Other examples include organizational policies that restrict board service to those younger than 75, or some other arbitrary number. Implying that at a certain age, older adults’ contributions of service are no longer valued.
Structural ageism shows up when housing developments do not include elevators and relegate resident with physical challenges to first-floor spaces. That limits the number of housing units available to older adults, and often the quality of those housing units, as upper-floor apartments often have the best green-space views.
When these lived experiences of societal ageism and negative age beliefs are internalized over time, Levy reports our quality, and even quantity, of life decreases.
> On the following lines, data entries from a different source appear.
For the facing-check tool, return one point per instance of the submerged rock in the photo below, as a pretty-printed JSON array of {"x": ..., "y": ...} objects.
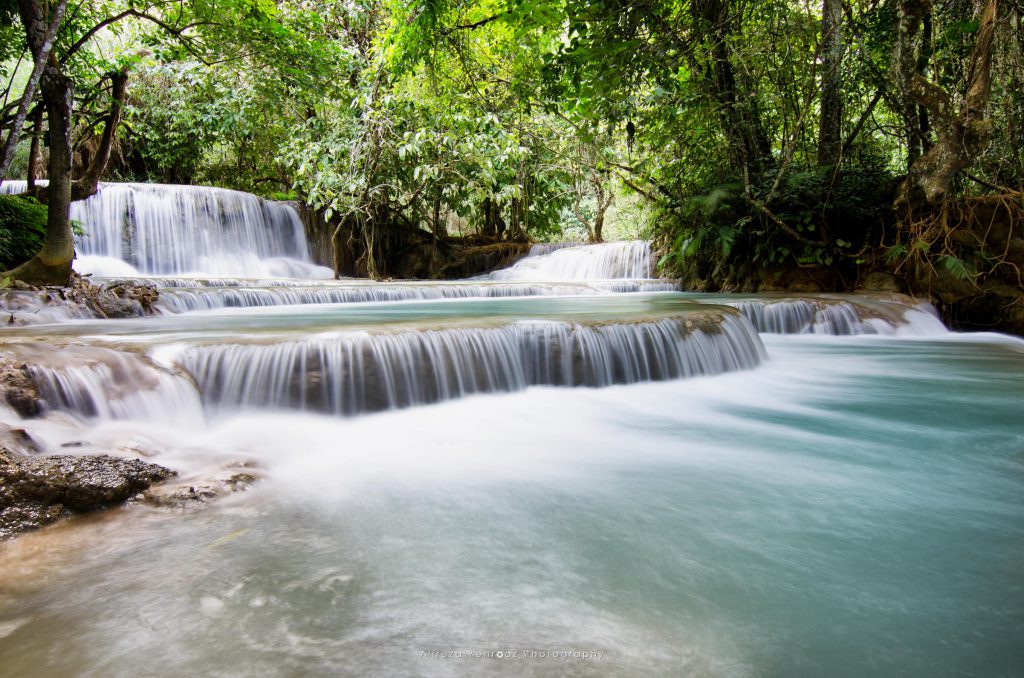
[
  {"x": 81, "y": 298},
  {"x": 199, "y": 491},
  {"x": 36, "y": 491},
  {"x": 17, "y": 388}
]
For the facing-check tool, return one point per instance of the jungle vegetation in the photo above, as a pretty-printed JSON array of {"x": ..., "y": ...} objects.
[{"x": 760, "y": 143}]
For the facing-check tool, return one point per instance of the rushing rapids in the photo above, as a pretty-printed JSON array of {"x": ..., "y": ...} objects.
[
  {"x": 354, "y": 373},
  {"x": 181, "y": 299},
  {"x": 808, "y": 504},
  {"x": 175, "y": 229},
  {"x": 380, "y": 356},
  {"x": 630, "y": 259}
]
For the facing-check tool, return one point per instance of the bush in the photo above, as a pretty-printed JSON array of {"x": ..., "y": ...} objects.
[
  {"x": 23, "y": 229},
  {"x": 809, "y": 218}
]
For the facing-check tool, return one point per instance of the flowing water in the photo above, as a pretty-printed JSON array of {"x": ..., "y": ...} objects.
[{"x": 571, "y": 476}]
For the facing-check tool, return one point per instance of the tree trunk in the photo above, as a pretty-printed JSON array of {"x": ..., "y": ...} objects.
[
  {"x": 738, "y": 111},
  {"x": 436, "y": 225},
  {"x": 41, "y": 35},
  {"x": 961, "y": 135},
  {"x": 37, "y": 132},
  {"x": 51, "y": 265},
  {"x": 603, "y": 202},
  {"x": 830, "y": 129},
  {"x": 89, "y": 182}
]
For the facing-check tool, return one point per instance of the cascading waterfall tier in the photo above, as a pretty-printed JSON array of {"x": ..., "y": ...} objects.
[
  {"x": 803, "y": 316},
  {"x": 357, "y": 372},
  {"x": 547, "y": 248},
  {"x": 628, "y": 259},
  {"x": 175, "y": 229},
  {"x": 837, "y": 316},
  {"x": 182, "y": 299},
  {"x": 109, "y": 384}
]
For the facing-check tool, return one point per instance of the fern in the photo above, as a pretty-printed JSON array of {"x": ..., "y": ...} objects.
[{"x": 956, "y": 267}]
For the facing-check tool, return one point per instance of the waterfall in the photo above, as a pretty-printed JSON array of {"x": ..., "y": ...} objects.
[
  {"x": 629, "y": 259},
  {"x": 547, "y": 248},
  {"x": 802, "y": 316},
  {"x": 175, "y": 229},
  {"x": 109, "y": 384},
  {"x": 181, "y": 299},
  {"x": 835, "y": 316},
  {"x": 356, "y": 372}
]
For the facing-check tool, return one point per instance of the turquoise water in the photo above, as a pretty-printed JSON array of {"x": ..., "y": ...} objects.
[{"x": 853, "y": 507}]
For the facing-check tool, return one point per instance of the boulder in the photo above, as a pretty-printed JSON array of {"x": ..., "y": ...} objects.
[{"x": 39, "y": 490}]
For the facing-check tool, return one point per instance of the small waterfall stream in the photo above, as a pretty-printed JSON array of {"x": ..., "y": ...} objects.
[
  {"x": 629, "y": 259},
  {"x": 566, "y": 467},
  {"x": 159, "y": 229}
]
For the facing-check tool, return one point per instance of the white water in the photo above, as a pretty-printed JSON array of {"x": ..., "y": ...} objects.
[
  {"x": 353, "y": 373},
  {"x": 628, "y": 259},
  {"x": 159, "y": 229},
  {"x": 182, "y": 298},
  {"x": 797, "y": 506}
]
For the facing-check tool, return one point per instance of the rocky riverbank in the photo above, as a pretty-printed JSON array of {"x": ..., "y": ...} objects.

One study in Ohio that tracked participants’ age beliefs starting at middle age demonstrated the impact age beliefs have on longevity. By overlaying data on participants’ age beliefs over time with death information, the results were startling. Participants with the most positive views of aging were living, on average, seven and a half years longer than those with the most negative views.
“Age beliefs stole, or added, almost eight years to their lives, conferring an even better survival advantage than low cholesterol, low blood pressure, low body mass index, or avoiding smoking,” Levy reports.
The good news is, since age beliefs are learned, they can be unlearned. Since structural and implicit biases are products of collective societal beliefs, we can change them.
It will take intentionality and determination, and will almost undoubtedly be uncomfortable for many. But the benefits are for all, because who doesn’t hope to live long enough to be among the “old” at some point?
Ageism is the one bias that negatively impacts us all. For the young, negative age stereotypes are an ageist bias against your future self. Ageist remarks and thoughts are being internalized to form your future identity. For the currently mature, your internalized negative age perceptions could be negatively impacting your health and cutting short your life.
It’s time to reframe the aging conversation. It’s time to embrace aging as something to look forward to, not fear. It’s time to cast a vision of the older population as a national treasure trove of wisdom, experience and an asset to tap, not as an age-wave to dread.
In doing so, we can build a society where people are valued for who they are, not judged by how old they are.
It’s time to actively root out ageism in all its forms. Whether you’re 18 or 80, the eventual length of your life could depend on it.